Holograms question our relationships with ghosts
Sixteen years after his death, Tupac Shakur returns to the stage for a last concert at Coachella. The hologram of the rap icon inaugurates a new bridge between the world of the living and the one of the dead….
Holography was born in the middle of the XXth century. The hologram is a three-dimensional image, reproducing the appearance and the attitude of the desired subject. Popularized by scientist Satoshi Kawata, hologram was finally stable and multicolored in 2011. Between nostalgia, technology and fascination for the world of esotericism, hologram quite naturally becomes the new costume to give life to the dead.

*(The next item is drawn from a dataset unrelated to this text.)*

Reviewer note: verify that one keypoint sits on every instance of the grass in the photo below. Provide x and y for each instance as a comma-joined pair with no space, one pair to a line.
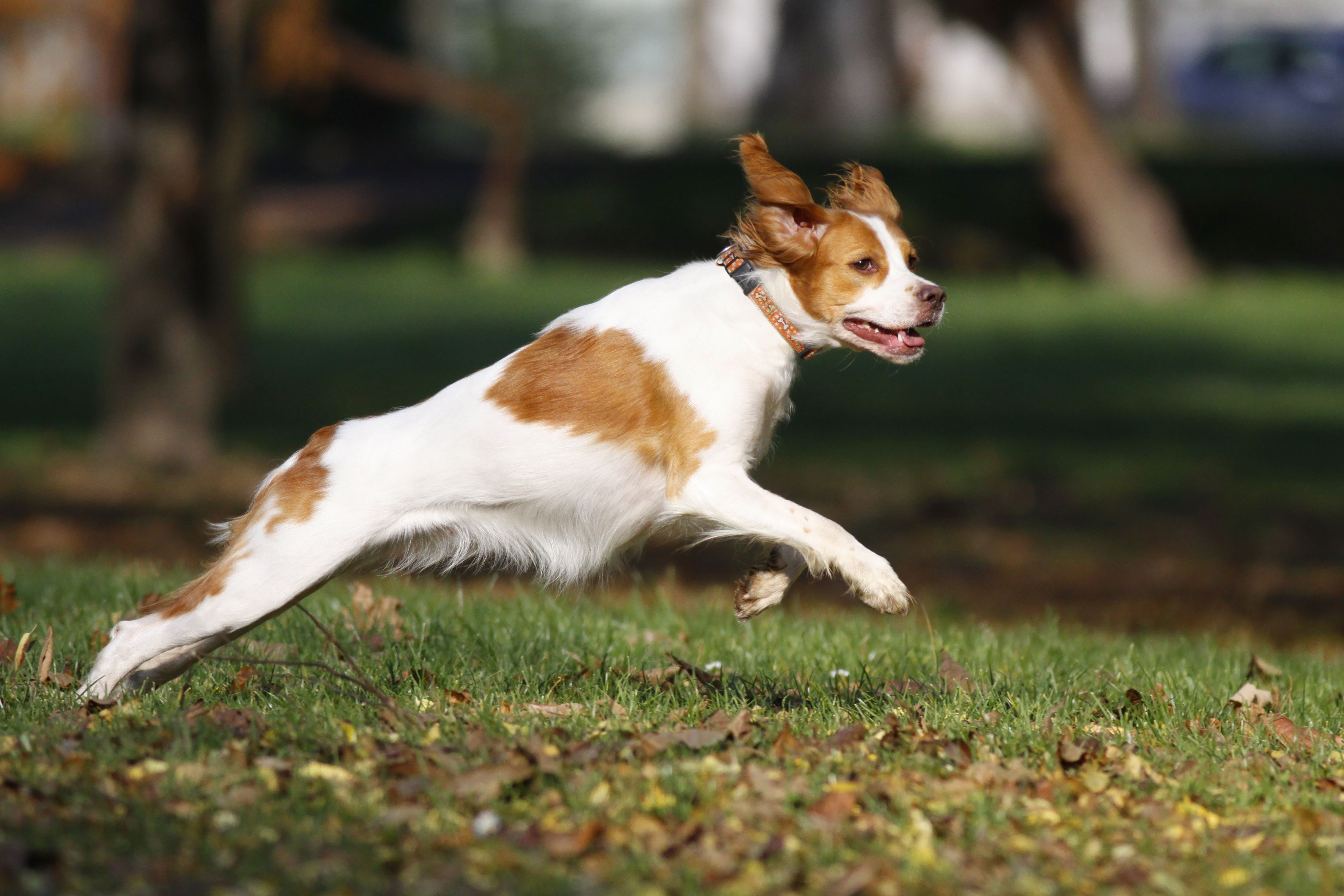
294,782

In the digital installation We come in Peace by Tin & Ed, the spectral entities are 3D scans of artists and designers from around the world. During this virtual evening, spectators are invited to dance alongside these half-alien, half-human holograms.
This desire to capture the essence of the dead, and sometimes even the living, says a lot about our relationship to ghosts. Sinister or reassuring, we cultivate a very particular attachment to these poltergeists. With holography, these digital ghosts revive the representation of death in visual cultures, or, as in We come in Peace installation, an eternal celebration. At the crossroads of the evanescent character of The Ghost, signed by the master of Japanese printmaking Tsukioka Yoshitoshi, and the hyperrealist sculpture of the Australian Ron Mueck, these specters distil at the same time ethical, artistic, technological and above all intimate questions. How far will we go to bring the dead back to life and give the living eternity?